Qui est Emilie Chatelain ?
Une passeuse de mémoire
Il y a, dans les Vosges, un cimetière où reposent des soldats venus d’un autre continent pour ne jamais rentrer chez eux. Sur l’une des tombes du cimetière américain de Dinozé est gravé un nom : Everett Ryan. Emilie Chatelain en est la marraine, comme d’autres habitants de la région le sont pour d’autres tombes, dans une tradition locale de mémoire discrète et durable.
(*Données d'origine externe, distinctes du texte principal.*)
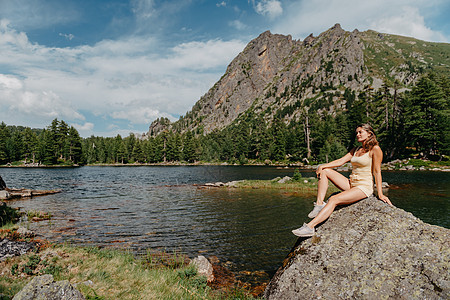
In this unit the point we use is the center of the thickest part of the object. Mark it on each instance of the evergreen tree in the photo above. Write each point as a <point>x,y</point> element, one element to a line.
<point>29,144</point>
<point>189,147</point>
<point>427,116</point>
<point>74,142</point>
<point>4,136</point>
<point>278,146</point>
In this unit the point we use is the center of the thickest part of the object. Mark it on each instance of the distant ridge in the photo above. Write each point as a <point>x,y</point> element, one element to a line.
<point>275,73</point>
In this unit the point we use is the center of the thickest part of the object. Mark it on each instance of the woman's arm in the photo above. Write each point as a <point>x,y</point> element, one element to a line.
<point>377,157</point>
<point>336,163</point>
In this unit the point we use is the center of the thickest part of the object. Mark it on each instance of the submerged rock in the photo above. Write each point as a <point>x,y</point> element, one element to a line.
<point>204,267</point>
<point>45,287</point>
<point>368,250</point>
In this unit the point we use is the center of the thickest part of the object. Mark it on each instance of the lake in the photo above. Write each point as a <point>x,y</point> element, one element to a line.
<point>159,208</point>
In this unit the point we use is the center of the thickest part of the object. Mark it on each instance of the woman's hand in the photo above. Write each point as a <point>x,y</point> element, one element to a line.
<point>385,199</point>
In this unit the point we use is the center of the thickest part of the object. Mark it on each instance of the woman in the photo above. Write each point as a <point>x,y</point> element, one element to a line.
<point>366,163</point>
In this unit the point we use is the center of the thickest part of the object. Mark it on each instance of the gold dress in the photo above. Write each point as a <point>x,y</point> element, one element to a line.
<point>361,176</point>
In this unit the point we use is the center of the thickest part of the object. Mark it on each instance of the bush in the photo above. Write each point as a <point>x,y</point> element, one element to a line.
<point>297,175</point>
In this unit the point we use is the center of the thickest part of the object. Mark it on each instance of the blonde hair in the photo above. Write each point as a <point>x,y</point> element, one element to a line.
<point>371,141</point>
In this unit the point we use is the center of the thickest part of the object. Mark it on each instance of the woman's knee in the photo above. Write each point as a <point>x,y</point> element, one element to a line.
<point>324,173</point>
<point>334,200</point>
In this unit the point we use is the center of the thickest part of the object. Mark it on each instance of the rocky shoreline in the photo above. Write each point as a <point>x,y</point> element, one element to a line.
<point>367,250</point>
<point>395,165</point>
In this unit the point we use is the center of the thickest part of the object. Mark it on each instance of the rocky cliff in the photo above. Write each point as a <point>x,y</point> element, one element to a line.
<point>367,250</point>
<point>274,72</point>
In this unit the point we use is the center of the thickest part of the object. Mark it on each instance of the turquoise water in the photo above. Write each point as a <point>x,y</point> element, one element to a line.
<point>160,208</point>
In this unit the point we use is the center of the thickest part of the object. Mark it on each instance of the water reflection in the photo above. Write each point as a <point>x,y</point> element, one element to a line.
<point>139,208</point>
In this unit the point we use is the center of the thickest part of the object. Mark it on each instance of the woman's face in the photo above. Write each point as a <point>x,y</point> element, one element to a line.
<point>361,134</point>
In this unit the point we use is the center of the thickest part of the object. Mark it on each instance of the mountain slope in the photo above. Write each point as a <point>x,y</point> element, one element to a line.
<point>275,75</point>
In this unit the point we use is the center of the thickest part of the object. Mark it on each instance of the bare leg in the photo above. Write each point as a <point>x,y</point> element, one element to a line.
<point>346,197</point>
<point>336,178</point>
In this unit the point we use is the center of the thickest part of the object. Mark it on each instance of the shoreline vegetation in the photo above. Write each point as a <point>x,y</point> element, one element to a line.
<point>94,272</point>
<point>395,165</point>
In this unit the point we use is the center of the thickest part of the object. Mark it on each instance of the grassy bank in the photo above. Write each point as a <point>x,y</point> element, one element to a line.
<point>110,273</point>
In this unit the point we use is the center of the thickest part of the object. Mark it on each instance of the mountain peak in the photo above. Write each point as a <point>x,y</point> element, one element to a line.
<point>274,73</point>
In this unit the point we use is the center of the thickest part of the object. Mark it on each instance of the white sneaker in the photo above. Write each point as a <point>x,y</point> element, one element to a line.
<point>304,231</point>
<point>316,210</point>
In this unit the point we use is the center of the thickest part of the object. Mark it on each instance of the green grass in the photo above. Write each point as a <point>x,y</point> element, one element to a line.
<point>111,274</point>
<point>38,214</point>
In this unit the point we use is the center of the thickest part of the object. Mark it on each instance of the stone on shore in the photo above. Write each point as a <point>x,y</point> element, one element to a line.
<point>14,248</point>
<point>4,195</point>
<point>45,287</point>
<point>204,267</point>
<point>367,250</point>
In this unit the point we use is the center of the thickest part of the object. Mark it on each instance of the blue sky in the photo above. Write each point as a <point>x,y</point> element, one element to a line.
<point>112,67</point>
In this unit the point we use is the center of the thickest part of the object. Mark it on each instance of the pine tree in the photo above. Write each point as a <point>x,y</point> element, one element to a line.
<point>74,141</point>
<point>427,116</point>
<point>189,147</point>
<point>4,136</point>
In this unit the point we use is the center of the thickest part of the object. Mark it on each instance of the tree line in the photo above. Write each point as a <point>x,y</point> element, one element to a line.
<point>410,122</point>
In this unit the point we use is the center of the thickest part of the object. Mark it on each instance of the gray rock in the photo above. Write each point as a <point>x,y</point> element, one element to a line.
<point>13,248</point>
<point>284,179</point>
<point>204,267</point>
<point>45,287</point>
<point>368,250</point>
<point>25,232</point>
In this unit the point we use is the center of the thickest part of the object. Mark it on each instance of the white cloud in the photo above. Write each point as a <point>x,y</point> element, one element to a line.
<point>403,17</point>
<point>238,25</point>
<point>270,8</point>
<point>129,79</point>
<point>16,100</point>
<point>38,13</point>
<point>67,36</point>
<point>86,127</point>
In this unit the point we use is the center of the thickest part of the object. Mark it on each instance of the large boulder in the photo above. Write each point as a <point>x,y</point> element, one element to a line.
<point>45,287</point>
<point>367,250</point>
<point>204,267</point>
Elle n’a pas connu Everett Ryan, et plus personne, aujourd’hui, ne le connaît vraiment. Mais un nom sur une pierre a suffi à engager un travail patient : chercher, à des milliers de kilomètres, une famille qui ignorait peut-être tout de cette tombe entretenue en France depuis des décennies. Des recherches, des messages envoyés sans certitude de réponse, des recoupements, jusqu’à ce qu’apparaisse enfin un visage : celui de Liz, la nièce d’Everett Ryan. Par elle, un nom gravé est redevenu une histoire, une famille, une mémoire vivante.
Ce geste raconte, mieux qu’aucune présentation, ce que fait Emilie Chatelain depuis qu’elle a quitté quinze années passées dans l’insertion professionnelle pour se consacrer à l’écriture et à la transmission. Autrice, conférencière, créatrice du podcast Maman à Maman, au cœur du TDAH, elle s’intéresse aux destins humains, à la place des femmes dans l’Histoire et au regard que notre époque porte sur la différence. Mais derrière ces intitulés, il y a d’abord une méthode, éprouvée loin des projecteurs, sur la tombe d’un inconnu.
Cette méthode tient en quelques gestes précis. Partir d’un destin, souvent réduit à presque rien : une date, un nom, une ligne. Chercher. Recouper. Retrouver, quand c’est encore possible, ceux qui peuvent témoigner. Reconstituer, avec patience, ce que le temps avait dispersé. Transmettre, enfin, avec la rigueur que l’on doit aux faits et l’égard que l’on doit aux vivants.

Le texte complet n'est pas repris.